I am working with R and my script is taking a very long time. I was thinking I can stop it and then start it again by changing my counters.

My code is this

  NC <- MLOA
  for (i in 1:313578){
   len_mods <- length(MLOA[[i]])
   for (j in 1:2090){
      for(k in 1:len_mods){
          temp_match <- matchv[j]
          temp_rep <- replacev[j]
          temp_mod <- MLOA[[i]][k]
          is_found <- match(temp_mod,temp_match, nomatch = 0, incomparables = 0)
             if(is_found[1] == 1) NC[[i]][k] <- temp_rep
             rm(temp_match,temp_rep,temp_mod)
         }
     }
 }

I am thinking that I can stop my script, then re-start it by checking what values of i,j and k are and changing the counts to start at their current values. So instead of counting "for (i in 1:313578)" if i is up to 100,000 I could do (i in 100000:313578).

I don't want to stop my script though before checking that my logic about restarting it is solid.

Thanks in anticipation

Answer 1

I'm a bit confused what you are doing. Generally on this forum it is a good idea to greatly simplify your code, and only present the core of the problem in a very simple example. That withstanding, this might help. Put your for loop in a function whose parameters are the first elements of the sequence of numbers you loop over. For example:

myloop <- function(x,...){
 for (i in seq(x,313578,1)){
...

This way you can easily manipulate were your loop starts.

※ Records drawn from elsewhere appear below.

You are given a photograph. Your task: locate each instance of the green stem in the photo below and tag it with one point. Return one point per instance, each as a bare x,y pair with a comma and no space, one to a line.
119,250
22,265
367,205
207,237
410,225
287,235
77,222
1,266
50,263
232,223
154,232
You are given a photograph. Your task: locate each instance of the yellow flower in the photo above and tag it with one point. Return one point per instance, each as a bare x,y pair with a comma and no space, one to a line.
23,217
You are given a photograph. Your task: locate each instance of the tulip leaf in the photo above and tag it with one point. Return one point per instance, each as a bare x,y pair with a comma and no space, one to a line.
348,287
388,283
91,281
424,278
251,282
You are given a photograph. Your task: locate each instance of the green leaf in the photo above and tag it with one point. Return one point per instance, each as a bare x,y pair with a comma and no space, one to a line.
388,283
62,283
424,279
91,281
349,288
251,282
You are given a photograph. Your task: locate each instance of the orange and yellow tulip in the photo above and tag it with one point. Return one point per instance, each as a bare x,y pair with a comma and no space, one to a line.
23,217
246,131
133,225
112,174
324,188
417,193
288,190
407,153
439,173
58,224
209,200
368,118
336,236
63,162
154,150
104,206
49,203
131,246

The more important question is, however, why are you using for loops in the first place? In R, for loops should be avoided at all costs. By vectorizing your code you can greatly increase its speed. I have realized speed increases of a factor of 500!

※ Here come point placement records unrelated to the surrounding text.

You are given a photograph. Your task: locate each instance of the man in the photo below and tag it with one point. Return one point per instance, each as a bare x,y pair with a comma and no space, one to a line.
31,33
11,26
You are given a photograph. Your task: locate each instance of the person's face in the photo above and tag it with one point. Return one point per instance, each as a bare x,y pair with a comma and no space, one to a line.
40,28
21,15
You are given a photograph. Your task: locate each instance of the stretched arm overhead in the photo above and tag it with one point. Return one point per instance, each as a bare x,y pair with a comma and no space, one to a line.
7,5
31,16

In general, the only reason you use a for loop in R is if current iterations of the for loop depend on previous iterations. If this is the case then you are likely bound to the slow for loop.

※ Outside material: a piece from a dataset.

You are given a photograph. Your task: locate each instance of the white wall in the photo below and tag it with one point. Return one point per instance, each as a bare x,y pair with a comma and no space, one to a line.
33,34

Depending on your computer skills, however, even for loops can be made faster in R. If you know C, or are willing to learn a bit, interfacing with C can dramatically increase the speed of your code.

An easier way to increase the speed of your code, which unfortunately will not yield the same speed up as interfacing with C, is using R's Byte Complier. Check out the cmpfun function.

One final thing on speeding up code: The following line of codetemp_match <- matchv[j] looks innocuous enough, however, this can really slow things down. This is because every time you assign matchv[j] to temp_match you make a copy of temp_match. That means that your computer needs to find some were to store this copy in RAM. R is smart, as you make more and more copies, it will clean up after you and throw away those copies you are no longer using with the garbage collect function. However finding places to store your copies as well as calling the garbage collect function take time. Read this if you want to learn more: http://adv-r.had.co.nz/memory.html.

Answer 2

You could also use while loops for your 3 loops to maintain a counter. In the following, you can stop the script at any time (and view the intermediate results) and restart by changing continue=TRUE or simply running the loop part of the script:

n <- 6
res <- array(NaN, dim=rep(n,3))

continue = FALSE
if(!continue){
  i <- 1
  j <- 1
  k <- 1
}


while(k <= n){
  while(j <= n){
    while(i <= n){
      res[i,j,k] <- as.numeric(paste0(i,j,k))
      Sys.sleep(0.1)
      i <- i+1
    }
    j <- j+1
    i <- 1
  }
  k <- k+1
  j <- 1
}  

i;j;k
res

Answer 3

This is what I got to....

 for(i in 1:313578)
    {
     mp<-match(MLOA[[i]],matchv,nomatch = 0, incomparables=0)
     lgic<- which(as.logical(mp),arr.ind = FALSE, useNames = TRUE)
     NC[[i]][lgic]<-replacev[mp]}

Thanks to those who responded, Jacob H, you are right, I am definitely a newby with R, your response was useful. Frank - your pointers helped.

My solution probably still isn't an optimal one. All I wanted to do was a find and replace. Matchv was the vector in which I was searching for a match for each MLOA[i], with replacev being the vector of replacement information.